第10穴 傾いた堤

 奈美が亮一の所で再び働き始めてから、彩也子の機嫌は悪くなる一方だった。彩也子は、子育てをほぼ一人で担い、仕事も手伝い、奈美のわがままに我慢させられているのだから、機嫌良くしろと言う方が無理だった。

 

 奈美が仕事に来る日は、幸恵が孫の保育園の迎えに行っているようだった。元気があり余っている男の子に手を焼いて、幸恵は迎えに行った帰りに奈美の所に顔を出して、義母の所でお茶を飲んで待つようになった。

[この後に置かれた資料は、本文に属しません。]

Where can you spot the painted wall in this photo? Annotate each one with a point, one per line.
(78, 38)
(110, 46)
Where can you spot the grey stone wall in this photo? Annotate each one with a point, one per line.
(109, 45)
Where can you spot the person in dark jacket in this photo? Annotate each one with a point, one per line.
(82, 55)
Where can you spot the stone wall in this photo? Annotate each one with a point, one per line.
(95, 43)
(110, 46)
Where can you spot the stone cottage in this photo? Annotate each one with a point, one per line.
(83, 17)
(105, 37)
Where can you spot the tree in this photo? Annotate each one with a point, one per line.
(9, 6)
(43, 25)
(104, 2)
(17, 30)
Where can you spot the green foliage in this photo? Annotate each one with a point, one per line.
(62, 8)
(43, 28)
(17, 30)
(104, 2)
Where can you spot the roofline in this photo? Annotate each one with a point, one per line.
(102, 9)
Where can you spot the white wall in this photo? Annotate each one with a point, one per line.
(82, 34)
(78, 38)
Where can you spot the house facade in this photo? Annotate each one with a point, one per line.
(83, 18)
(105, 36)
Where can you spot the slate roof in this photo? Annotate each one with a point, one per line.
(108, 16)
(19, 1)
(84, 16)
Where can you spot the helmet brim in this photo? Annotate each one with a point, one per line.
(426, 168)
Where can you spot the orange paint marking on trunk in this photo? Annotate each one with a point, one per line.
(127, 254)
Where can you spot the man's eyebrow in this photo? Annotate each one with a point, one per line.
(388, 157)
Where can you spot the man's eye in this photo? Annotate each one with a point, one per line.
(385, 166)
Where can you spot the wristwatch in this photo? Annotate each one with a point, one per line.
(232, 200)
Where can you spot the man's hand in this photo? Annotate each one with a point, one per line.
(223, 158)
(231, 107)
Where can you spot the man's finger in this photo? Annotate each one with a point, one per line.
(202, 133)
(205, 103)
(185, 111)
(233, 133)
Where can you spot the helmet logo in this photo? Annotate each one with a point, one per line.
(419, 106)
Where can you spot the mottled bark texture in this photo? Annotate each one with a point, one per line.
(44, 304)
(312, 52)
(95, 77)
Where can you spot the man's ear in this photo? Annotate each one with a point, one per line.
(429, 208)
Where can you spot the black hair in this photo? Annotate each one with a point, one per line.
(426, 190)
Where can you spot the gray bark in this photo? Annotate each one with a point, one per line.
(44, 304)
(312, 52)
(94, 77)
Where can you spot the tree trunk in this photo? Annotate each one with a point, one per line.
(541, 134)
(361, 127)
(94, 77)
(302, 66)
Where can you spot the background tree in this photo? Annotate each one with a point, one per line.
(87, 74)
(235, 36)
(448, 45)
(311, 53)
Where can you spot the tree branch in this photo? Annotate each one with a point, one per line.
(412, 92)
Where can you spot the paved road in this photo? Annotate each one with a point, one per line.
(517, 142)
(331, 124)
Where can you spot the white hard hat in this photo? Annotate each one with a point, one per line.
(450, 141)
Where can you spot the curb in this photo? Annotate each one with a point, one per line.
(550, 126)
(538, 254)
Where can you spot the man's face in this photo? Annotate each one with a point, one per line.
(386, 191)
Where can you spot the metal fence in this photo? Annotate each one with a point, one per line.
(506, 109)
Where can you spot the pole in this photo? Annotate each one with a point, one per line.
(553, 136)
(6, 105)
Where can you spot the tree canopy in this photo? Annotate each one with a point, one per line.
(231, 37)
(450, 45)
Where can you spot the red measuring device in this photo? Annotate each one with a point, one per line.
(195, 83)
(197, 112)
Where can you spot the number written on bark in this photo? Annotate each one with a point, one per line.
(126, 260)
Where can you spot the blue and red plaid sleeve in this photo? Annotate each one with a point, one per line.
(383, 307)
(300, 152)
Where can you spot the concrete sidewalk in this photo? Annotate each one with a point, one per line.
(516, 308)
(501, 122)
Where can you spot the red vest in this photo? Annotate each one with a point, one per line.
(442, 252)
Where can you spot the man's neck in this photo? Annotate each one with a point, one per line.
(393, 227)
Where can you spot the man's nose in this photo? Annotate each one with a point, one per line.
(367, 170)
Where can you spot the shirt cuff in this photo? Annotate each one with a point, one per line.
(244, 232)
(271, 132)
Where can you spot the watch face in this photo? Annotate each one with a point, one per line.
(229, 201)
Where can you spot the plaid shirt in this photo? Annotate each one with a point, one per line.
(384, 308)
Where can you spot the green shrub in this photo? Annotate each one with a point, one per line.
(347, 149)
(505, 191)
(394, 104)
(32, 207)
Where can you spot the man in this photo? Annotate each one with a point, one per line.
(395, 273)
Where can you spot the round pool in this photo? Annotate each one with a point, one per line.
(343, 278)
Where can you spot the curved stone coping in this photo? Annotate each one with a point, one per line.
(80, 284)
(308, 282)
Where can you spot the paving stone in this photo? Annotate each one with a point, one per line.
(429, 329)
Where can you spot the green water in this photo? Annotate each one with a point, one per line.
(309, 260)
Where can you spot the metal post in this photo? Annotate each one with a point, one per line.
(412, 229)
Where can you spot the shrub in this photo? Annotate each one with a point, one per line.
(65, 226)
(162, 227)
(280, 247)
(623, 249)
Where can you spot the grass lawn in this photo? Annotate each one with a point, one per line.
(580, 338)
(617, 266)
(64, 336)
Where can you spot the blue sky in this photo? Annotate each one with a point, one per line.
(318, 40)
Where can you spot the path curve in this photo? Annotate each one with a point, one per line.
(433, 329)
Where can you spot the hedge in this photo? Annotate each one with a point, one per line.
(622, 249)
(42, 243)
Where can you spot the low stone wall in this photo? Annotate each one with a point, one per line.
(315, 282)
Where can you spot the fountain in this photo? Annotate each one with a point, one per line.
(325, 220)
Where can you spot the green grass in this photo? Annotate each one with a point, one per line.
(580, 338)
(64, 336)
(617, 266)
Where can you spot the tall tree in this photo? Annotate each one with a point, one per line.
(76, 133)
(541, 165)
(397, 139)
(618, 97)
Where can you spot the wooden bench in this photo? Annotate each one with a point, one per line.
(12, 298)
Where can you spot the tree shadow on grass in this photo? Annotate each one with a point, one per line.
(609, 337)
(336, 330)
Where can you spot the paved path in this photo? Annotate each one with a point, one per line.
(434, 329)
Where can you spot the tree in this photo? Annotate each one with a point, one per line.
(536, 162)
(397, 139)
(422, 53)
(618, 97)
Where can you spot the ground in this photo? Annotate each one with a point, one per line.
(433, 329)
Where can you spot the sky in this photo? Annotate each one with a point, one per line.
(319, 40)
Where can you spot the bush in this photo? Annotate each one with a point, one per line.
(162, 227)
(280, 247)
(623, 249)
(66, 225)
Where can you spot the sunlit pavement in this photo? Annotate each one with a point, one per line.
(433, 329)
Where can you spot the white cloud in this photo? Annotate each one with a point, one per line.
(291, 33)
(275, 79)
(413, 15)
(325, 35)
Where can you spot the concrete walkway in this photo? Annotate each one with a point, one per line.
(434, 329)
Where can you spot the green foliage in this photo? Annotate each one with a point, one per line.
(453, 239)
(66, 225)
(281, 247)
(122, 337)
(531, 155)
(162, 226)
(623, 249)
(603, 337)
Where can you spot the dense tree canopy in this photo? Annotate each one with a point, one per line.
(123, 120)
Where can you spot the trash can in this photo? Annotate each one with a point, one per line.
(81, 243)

 彩也子たちの子どもも同じ年ごろなので、来ていれば一緒に遊べるからだ。

「もう夕ご飯の支度する時間だから、そろそろね」と声をかけるのが、帰る時間の合図のようになっていた。仲が良くなると、もう少しもう少しと遊びが長引くようになった。そのうち、彩也子たちの子どもたちが「ご飯、一緒に食べちゃだめ?」などと言うようになってしまった。

 最初のうちは、2週間に1度くらいそんなことがあり、そうなると、幸恵も奈美も食事をしていくことになり、その支度をするのは彩也子だった。

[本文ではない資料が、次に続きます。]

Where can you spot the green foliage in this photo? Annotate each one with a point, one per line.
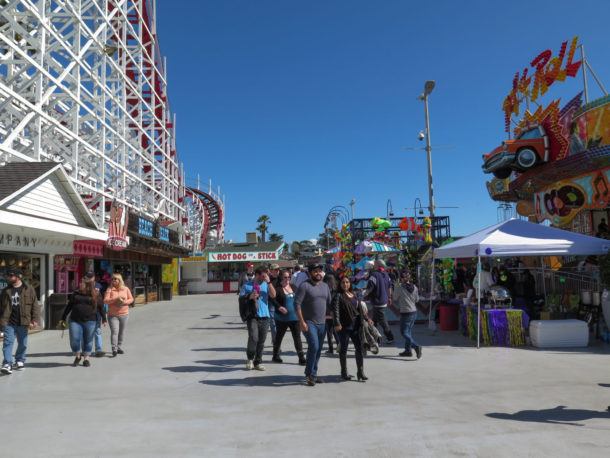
(604, 270)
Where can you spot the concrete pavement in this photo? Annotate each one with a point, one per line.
(181, 389)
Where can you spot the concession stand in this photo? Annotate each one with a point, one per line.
(513, 237)
(217, 270)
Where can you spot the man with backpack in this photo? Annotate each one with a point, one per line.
(254, 309)
(379, 293)
(19, 312)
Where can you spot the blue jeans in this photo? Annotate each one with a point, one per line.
(98, 333)
(315, 338)
(272, 326)
(407, 320)
(81, 337)
(10, 332)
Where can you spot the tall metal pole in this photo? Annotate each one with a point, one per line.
(429, 154)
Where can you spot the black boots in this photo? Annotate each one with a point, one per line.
(360, 365)
(343, 361)
(276, 356)
(361, 375)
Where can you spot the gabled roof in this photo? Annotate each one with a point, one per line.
(17, 175)
(245, 247)
(18, 178)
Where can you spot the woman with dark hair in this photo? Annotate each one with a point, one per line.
(83, 306)
(286, 317)
(348, 316)
(119, 298)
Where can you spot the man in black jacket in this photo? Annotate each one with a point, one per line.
(19, 311)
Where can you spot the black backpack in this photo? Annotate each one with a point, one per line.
(247, 308)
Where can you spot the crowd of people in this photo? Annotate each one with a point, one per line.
(89, 307)
(324, 305)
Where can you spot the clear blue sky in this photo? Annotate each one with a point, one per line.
(293, 107)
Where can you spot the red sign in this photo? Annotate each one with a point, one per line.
(547, 70)
(117, 228)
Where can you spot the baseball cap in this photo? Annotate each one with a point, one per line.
(315, 265)
(16, 272)
(379, 263)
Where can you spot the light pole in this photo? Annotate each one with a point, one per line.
(428, 87)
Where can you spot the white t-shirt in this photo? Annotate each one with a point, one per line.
(299, 277)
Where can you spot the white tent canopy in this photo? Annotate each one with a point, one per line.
(515, 237)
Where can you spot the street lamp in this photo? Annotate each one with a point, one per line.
(428, 87)
(389, 211)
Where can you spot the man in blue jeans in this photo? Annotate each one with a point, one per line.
(19, 310)
(406, 295)
(311, 302)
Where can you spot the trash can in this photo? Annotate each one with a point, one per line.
(448, 317)
(166, 291)
(183, 287)
(57, 305)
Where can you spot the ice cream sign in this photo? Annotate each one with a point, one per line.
(545, 70)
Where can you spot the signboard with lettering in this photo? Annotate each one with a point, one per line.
(251, 256)
(117, 228)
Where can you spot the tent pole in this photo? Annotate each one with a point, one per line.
(543, 279)
(479, 268)
(431, 289)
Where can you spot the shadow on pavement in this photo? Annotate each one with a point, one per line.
(202, 369)
(43, 355)
(46, 365)
(268, 380)
(559, 415)
(242, 349)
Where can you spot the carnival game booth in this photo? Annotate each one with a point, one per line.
(508, 239)
(217, 270)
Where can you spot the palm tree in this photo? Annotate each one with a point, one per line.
(273, 237)
(263, 227)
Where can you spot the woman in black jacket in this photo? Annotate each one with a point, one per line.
(348, 316)
(83, 307)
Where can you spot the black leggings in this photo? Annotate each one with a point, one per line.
(282, 326)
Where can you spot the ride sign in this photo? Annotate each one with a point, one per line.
(547, 70)
(244, 256)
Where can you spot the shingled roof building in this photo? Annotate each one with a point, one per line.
(41, 215)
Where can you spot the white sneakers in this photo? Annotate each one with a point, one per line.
(250, 365)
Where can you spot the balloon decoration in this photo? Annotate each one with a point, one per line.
(345, 255)
(379, 224)
(409, 224)
(427, 226)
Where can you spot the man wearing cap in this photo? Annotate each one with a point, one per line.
(19, 311)
(311, 302)
(406, 295)
(246, 276)
(258, 290)
(379, 293)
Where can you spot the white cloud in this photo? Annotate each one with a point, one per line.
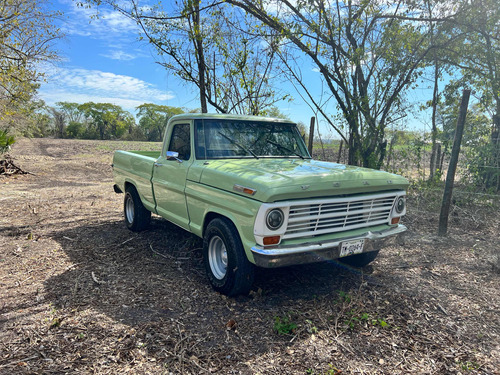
(120, 55)
(82, 85)
(97, 23)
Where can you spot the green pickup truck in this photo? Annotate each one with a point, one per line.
(248, 186)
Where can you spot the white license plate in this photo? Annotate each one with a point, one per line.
(351, 247)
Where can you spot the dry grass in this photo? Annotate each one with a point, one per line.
(82, 294)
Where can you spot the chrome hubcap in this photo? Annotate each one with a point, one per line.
(217, 257)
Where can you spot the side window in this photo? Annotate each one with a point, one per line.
(180, 141)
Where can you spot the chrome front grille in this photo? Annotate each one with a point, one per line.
(339, 214)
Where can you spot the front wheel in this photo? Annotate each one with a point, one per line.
(359, 260)
(137, 217)
(226, 264)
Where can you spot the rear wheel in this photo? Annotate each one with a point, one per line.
(359, 260)
(137, 217)
(226, 264)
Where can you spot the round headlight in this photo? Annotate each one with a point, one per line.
(274, 219)
(400, 205)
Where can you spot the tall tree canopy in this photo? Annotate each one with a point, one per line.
(26, 35)
(368, 53)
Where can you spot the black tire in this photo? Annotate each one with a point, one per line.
(137, 217)
(359, 260)
(226, 263)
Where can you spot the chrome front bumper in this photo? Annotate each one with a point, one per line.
(312, 252)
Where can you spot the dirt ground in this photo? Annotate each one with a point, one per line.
(82, 294)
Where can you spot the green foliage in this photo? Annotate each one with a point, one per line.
(6, 141)
(75, 129)
(153, 119)
(26, 38)
(284, 325)
(108, 121)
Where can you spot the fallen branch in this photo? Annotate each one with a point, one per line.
(8, 168)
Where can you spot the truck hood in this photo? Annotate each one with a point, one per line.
(284, 179)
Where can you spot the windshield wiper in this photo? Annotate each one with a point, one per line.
(240, 146)
(284, 148)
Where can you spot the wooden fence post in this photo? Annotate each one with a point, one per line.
(311, 135)
(450, 176)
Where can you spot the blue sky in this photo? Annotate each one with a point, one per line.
(103, 61)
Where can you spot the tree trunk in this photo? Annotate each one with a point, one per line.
(198, 40)
(450, 177)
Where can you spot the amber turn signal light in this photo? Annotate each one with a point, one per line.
(274, 240)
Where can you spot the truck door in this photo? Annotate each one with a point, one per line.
(169, 176)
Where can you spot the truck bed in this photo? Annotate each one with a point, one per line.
(136, 167)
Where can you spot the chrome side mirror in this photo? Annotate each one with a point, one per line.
(172, 155)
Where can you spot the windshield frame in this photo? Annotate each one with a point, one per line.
(200, 155)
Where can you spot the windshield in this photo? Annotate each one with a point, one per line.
(218, 138)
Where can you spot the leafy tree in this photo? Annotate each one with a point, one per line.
(6, 141)
(209, 45)
(26, 37)
(106, 120)
(478, 58)
(368, 53)
(153, 119)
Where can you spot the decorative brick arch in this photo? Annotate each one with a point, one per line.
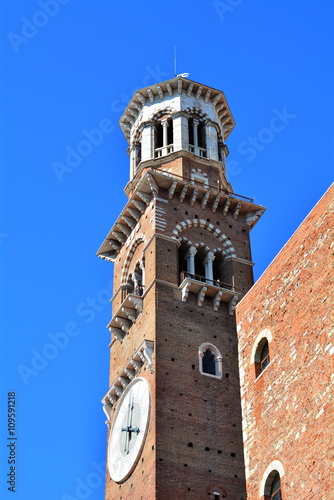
(165, 111)
(140, 238)
(268, 476)
(196, 111)
(227, 247)
(264, 334)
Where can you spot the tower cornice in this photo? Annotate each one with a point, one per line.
(181, 187)
(163, 91)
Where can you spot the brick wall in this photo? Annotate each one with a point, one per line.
(288, 409)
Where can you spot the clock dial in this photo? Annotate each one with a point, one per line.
(129, 429)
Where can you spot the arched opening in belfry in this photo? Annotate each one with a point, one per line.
(138, 279)
(163, 137)
(201, 136)
(199, 262)
(129, 284)
(158, 136)
(183, 265)
(197, 136)
(217, 267)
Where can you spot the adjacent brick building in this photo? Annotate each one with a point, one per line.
(286, 348)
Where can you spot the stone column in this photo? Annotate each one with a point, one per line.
(180, 133)
(211, 141)
(142, 267)
(132, 152)
(147, 142)
(208, 266)
(195, 134)
(164, 124)
(190, 258)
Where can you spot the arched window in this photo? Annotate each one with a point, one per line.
(272, 488)
(163, 137)
(265, 356)
(210, 360)
(275, 493)
(138, 278)
(262, 357)
(197, 136)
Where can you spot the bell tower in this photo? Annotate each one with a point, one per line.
(182, 261)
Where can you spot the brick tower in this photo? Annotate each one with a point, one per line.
(182, 262)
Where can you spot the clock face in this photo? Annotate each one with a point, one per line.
(129, 429)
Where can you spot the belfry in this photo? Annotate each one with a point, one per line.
(182, 261)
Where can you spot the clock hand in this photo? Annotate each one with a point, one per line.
(128, 423)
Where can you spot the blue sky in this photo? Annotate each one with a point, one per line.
(67, 66)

「ごちそうさま~。あら、こんな時間。早く帰ってお風呂入って寝かさないと」

 食事が終われば、片付けもせずに奈美たちはとっとと帰っていった。


(子ども早く寝かせたいなら、人んちでご飯なんかもらっていかないで早く家に帰ればいいのに)

 彩也子は、子どもたちにも「次の日、学校や保育園がある日は、帰るって言ったらすぐにお片付けしておしまいにしてね」とさりげなく注意した。

 すると、それから金曜日は必ず「明日、お休みだからいいよね?」と言うようになった。だんだん金曜日だけでなく、寄った日は必ず奈美の子どもが「ご飯食べていくー!」と言って2階に勝手に上がっていくようになり、奈美も幸恵も「帰らないと」と口では言うが、帰る素振りは一切なく、ご飯ができるまで居座っていた。

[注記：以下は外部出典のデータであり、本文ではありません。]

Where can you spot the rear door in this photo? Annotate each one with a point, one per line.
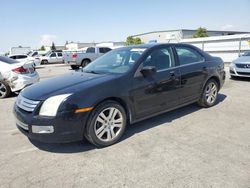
(52, 58)
(193, 71)
(158, 92)
(59, 57)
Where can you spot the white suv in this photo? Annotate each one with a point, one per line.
(52, 57)
(25, 58)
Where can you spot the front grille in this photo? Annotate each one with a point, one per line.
(243, 66)
(26, 104)
(244, 73)
(232, 72)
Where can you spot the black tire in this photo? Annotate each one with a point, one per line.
(91, 130)
(43, 62)
(233, 77)
(5, 90)
(85, 62)
(208, 99)
(74, 67)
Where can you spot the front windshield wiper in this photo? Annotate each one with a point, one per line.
(91, 71)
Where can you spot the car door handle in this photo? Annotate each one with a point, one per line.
(172, 75)
(204, 69)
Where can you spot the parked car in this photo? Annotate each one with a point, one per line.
(124, 86)
(241, 66)
(82, 59)
(15, 76)
(51, 57)
(25, 58)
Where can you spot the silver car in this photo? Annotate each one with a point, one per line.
(241, 66)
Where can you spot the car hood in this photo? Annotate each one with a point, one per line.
(65, 84)
(243, 60)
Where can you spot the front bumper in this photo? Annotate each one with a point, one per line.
(240, 72)
(67, 126)
(23, 81)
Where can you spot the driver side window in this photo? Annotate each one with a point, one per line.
(161, 59)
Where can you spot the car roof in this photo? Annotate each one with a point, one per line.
(17, 54)
(7, 60)
(150, 45)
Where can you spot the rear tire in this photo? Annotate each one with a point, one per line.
(43, 62)
(85, 62)
(210, 94)
(74, 67)
(106, 124)
(5, 90)
(233, 77)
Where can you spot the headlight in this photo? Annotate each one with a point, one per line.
(51, 105)
(232, 65)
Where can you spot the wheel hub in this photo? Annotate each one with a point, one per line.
(108, 124)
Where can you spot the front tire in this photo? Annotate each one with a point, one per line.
(106, 124)
(210, 94)
(74, 67)
(85, 62)
(5, 90)
(43, 62)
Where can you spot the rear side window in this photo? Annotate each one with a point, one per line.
(161, 59)
(21, 57)
(7, 60)
(53, 55)
(90, 50)
(188, 55)
(13, 57)
(104, 50)
(34, 54)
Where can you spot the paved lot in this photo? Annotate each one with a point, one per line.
(189, 147)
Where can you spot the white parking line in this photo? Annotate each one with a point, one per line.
(25, 151)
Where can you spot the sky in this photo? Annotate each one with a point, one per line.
(34, 23)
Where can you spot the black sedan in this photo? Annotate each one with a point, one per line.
(122, 87)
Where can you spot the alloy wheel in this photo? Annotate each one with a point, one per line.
(211, 93)
(108, 124)
(3, 90)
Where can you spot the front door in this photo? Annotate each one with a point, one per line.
(193, 73)
(158, 92)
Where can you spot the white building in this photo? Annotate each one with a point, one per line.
(226, 47)
(78, 45)
(177, 35)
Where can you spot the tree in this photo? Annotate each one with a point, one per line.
(53, 47)
(42, 48)
(133, 41)
(201, 32)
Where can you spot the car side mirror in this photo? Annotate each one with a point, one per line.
(148, 71)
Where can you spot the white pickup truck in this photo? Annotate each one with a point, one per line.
(81, 59)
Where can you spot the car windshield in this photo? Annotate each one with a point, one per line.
(246, 54)
(8, 60)
(116, 61)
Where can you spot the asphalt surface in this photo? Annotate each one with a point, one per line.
(188, 147)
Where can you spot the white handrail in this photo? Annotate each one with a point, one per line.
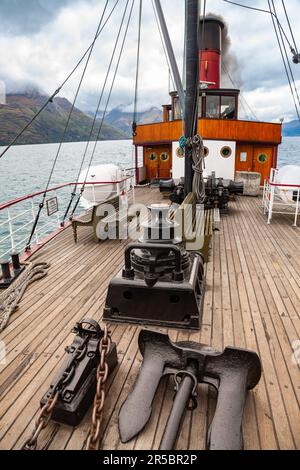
(16, 223)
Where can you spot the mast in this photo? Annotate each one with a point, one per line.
(192, 84)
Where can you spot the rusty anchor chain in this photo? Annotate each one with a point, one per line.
(93, 440)
(45, 414)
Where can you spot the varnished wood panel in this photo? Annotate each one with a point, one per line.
(252, 300)
(215, 129)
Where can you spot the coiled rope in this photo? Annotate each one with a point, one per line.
(11, 297)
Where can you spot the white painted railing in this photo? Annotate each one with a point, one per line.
(17, 217)
(280, 198)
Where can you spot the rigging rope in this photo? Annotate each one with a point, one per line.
(290, 27)
(56, 92)
(287, 60)
(196, 143)
(163, 45)
(264, 11)
(134, 123)
(284, 59)
(73, 194)
(108, 100)
(11, 298)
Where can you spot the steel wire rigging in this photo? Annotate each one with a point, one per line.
(274, 16)
(93, 127)
(285, 59)
(107, 101)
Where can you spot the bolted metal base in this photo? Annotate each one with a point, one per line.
(166, 304)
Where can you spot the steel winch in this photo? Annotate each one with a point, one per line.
(161, 283)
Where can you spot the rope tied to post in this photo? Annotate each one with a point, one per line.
(11, 297)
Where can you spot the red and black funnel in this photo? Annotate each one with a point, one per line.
(210, 50)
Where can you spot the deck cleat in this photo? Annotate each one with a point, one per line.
(232, 372)
(161, 284)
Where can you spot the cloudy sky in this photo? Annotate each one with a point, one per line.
(41, 40)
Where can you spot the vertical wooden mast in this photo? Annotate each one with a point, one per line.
(192, 84)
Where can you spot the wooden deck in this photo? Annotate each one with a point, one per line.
(252, 300)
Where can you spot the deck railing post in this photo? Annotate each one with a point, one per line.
(271, 204)
(133, 190)
(58, 212)
(33, 219)
(11, 232)
(297, 208)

 そのうち、彩也子は、幸恵の車が入って来るのが見えただけで、顔がカッと熱くなり胸が苦しくなった。


 彩也子は、どんどん疲弊していった。

 子どもたちを送り出すまではなんとか気力で動くのだが、時々、朝目覚めても、なかなか体が起こせない日があったりした。食欲も落ち、亮一ともほとんど会話をしなくなった。

 子どもに不便をかけさせちゃいけない、という精神力だけで体を起こしていたが、ある日、ついに起き上がれなくなってしまった。それでも、先に仕事場に行っていた亮一にも、下にいる義母に気付いてもらうこともなく、その日は、寝坊したと思われただけで終わった。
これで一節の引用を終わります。